Tall buildings are a major component in today's urban fabric in many parts of the world. The amount of energy they consume is extremely high. Architects have been showing an increasing interest in designing highly energy efficient tall buildings to reduce the energy consumption significantly and, more recently, to integrate onsite renewable energy production technologies. This integrative approach is referred to as net zero energy building (net ZEB) design. The applications of wind power in tall buildings have been of interest to many designers as the speed and, therefore, the power of the wind increases with height above the ground. A few notable international projects have been constructed that incorporate building integrated wind turbines (BIWT's).

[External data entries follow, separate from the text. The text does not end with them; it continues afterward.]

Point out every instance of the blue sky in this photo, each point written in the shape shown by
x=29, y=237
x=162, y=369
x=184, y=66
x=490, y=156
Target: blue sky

The research presented in this thesis investigated the correlation between the architectural forms of tall buildings and the enhancement of wind power production in office buildings, towards the realization of net zero energy towers through extensive use of computer simulation software and wind tunnel testing. The wind enhancement characteristics of different case studies were determined, and the Wind Enhancement Factor (WEF) was calculated for each case, along the with annual electricity consumption based on five different climate zones. The results indicated significant wind speed enhancement by over 35% in the single tower with openings, and up to 45% in the twin tower arrangement, multiplying the energy production of the turbines by a factor of over three times. Results also showed that wind turbine technology could significantly contribute toward the net ZEB goal by generating up to 45% of the electricity demand by 2025 if the building is designed with 70% energy efficiency, when compared to the baseline of ASHRAE 90.1-2004.